Many theologians smooth this over as anthropomorphism, God speaking in human terms for human comprehension. That is possible. But if the text consistently and repeatedly depicts God as a being who responds, who is surprised, who is moved, who changes his stated intention in response to prayer, then the burden of proof is on the interpreter who says none of it means what it says. The plain reading is that God is a relational being who is genuinely present in time.

V. How Many Times Is the Word "Now" in the Bible?

1,400+ Occurrences of "now" in the King James Bible The word "now" appears more than 1,400 times in the King James Version alone. It is not a theological technicality. It is the operative word of the biblical relationship: Now is when God speaks. Now is when faith is exercised. Now is when the choice is made. "Now faith is the substance of things hoped for" (Hebrews 11:1). "Now is the accepted time" (2 Corinthians 6:2). The God of the Bible is a God of the present tense.

This is both a NO argument and a NOW argument, from two different angles.

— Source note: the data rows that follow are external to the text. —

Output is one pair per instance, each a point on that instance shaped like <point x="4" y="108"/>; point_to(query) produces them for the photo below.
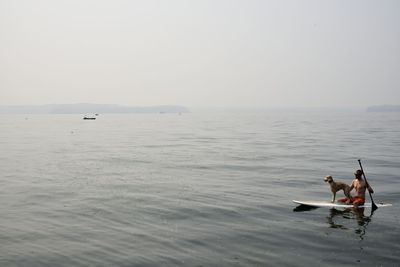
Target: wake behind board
<point x="337" y="205"/>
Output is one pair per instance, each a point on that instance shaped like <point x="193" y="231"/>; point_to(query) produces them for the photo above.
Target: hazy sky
<point x="200" y="53"/>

The NO angle: if God already knew everything before it happened, "now" is a fiction. The NOW angle: the Bible's obsessive use of "now" reflects the character of a God who is genuinely present, genuinely responsive, genuinely in the moment with his creatures. The word is not accidental. It is theological.

VI. The Only Possible Time

The site you are reading is organized around a question: when is the only possible time to know the truth of anything? The answer is now. Not because the future is closed, but because the future is not available. Now is the only time any decision can be made. Now is the only moment in which faith, doubt, inquiry, or commitment can be exercised.

A God who is present now, who is not merely observing from outside of time but who is actively engaged in the linear sequence of your life, aware of what you choose as you choose it, genuinely surprised by nothing but genuinely moved by everything, that God can be known. That God can be encountered. That God is not a philosophical construct. He is a person. And persons are met in time.

The question is not whether God is real. The question is whether you will encounter him now, in the only moment you actually have.